Le rapport ne se limite pas à un constat mais propose neuf recommandations universelles pour lever les obstacles, réduire les inégalités et créer des environnements favorables à l’inclusion des personnes handicapées :

  1. Permettre l’accès à tous les systèmes et services ordinaires (éducation, santé, emploi, transports).
  2. Investir dans des programmes et services spécifiques pour répondre aux besoins particuliers des personnes handicapées.
  3. Adopter une stratégie nationale et un plan d’action sur le handicap intégrés dans les politiques publiques.
  4. Impliquer les personnes handicapées dans la conception, la mise en œuvre et l’évaluation des politiques et programmes.
  5. Développer les ressources humaines spécialisées dans le handicap.
  6. Prévoir un financement suffisant pour améliorer l’accessibilité économique des services.
  7. Sensibiliser le grand public pour mieux comprendre le handicap et combattre les préjugés.
  8. Améliorer la collecte des données sur le handicap pour mieux orienter les politiques.
  9. Renforcer et soutenir la recherche sur le handicap et les interventions efficaces.

Un vaste programme qui nous concernent tous en tant qu’acteurs, gouvernements, organisations internationales, société civile, organisations de personnes handicapées. Mais aussi prestataires de services, entreprises, établissements d’enseignement, ainsi que les personnes handicapées et leurs familles. Et donc nous aussi à CRIC Association.

Une vision définitivement inclusive des personnes handicapées

© Elevate Unsplash

Une vision inclusive de notre société © Elevate Unsplash

Le rapport s’inscrit dans une perspective des droits de l’homme et du développement durable. Il rappelle que le handicap fait partie de la condition humaine. Pratiquement tout le monde sera touché temporairement ou durablement à un moment de sa vie. Il souligne que pour atteindre les objectifs du Millénaire pour le développement, il est indispensable d’inclure les personnes handicapées. Nous devons leur donner les moyens de participer pleinement à la vie sociale, économique, culturelle et politique.

Le rapport appelle à un changement de paradigme. Il faut passer d’une approche centrée sur la déficience à une approche fondée sur l’inclusion, la participation et la dignité.
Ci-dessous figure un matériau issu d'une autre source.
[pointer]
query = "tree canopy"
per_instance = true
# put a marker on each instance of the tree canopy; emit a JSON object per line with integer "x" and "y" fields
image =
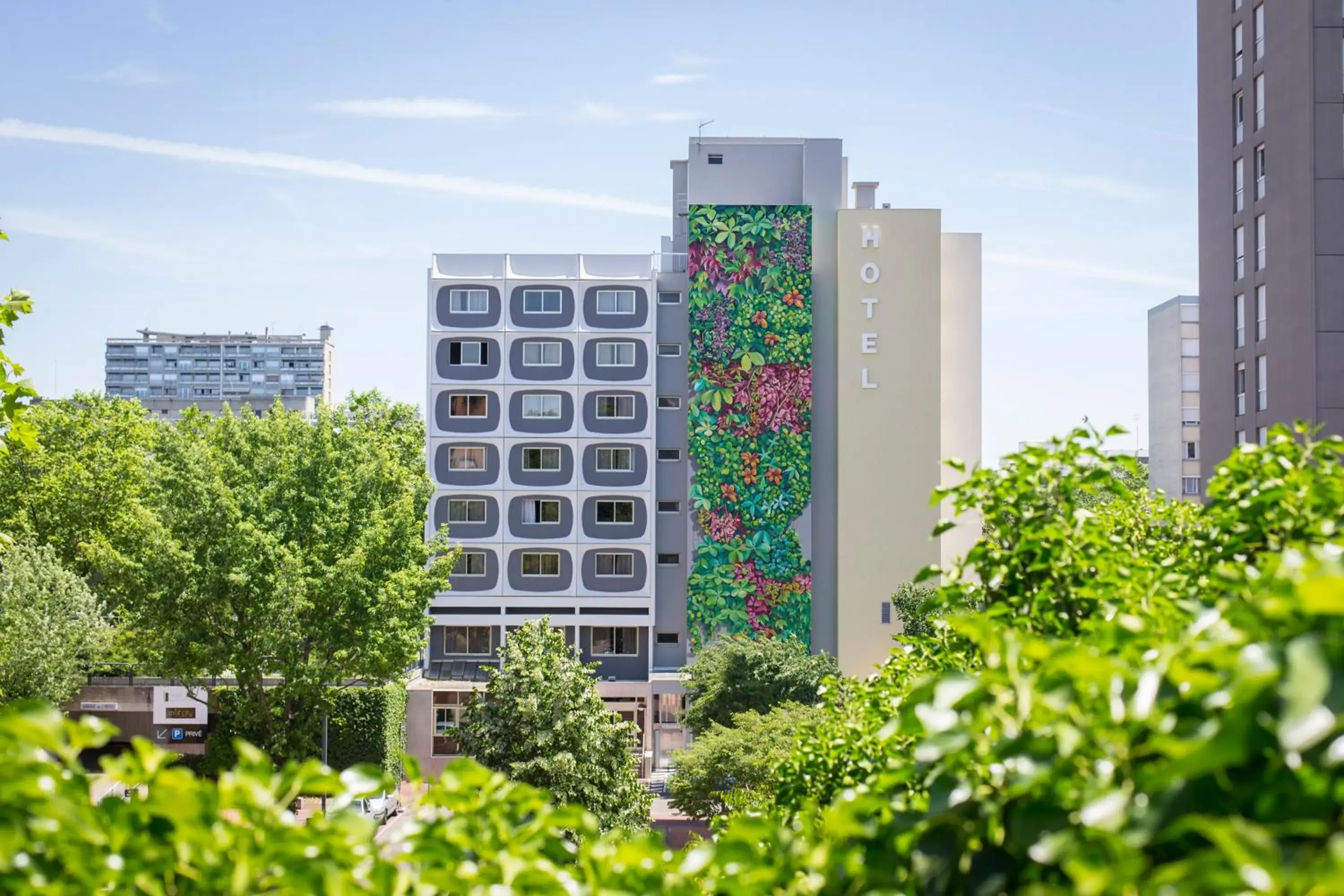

Il met en lumière des exemples de bonnes pratiques dans divers pays. Ceux-ci ont réussi à surmonter certains obstacles grâce à des politiques inclusives, des adaptations raisonnables, des services de réadaptation accessibles et une sensibilisation accrue.

Une base de travail pour agir

Le Rapport mondial sur le handicap 2011 fournit une base factuelle solide. Il doit orienter les politiques et programmes visant à améliorer la vie des personnes handicapées dans le monde. Sa vision est celle d’un monde inclusif où chacun peut vivre en bonne santé, dans le confort et la dignité, et où les barrières à la participation sont levées.

La mise en œuvre de ses recommandations est un défi majeur. C’est une obligation morale et sociale pour construire des sociétés plus justes et plus équitables.

Un défi pour chacun d’entre nous. Nous citoyens et nous acteurs de CRIC Association.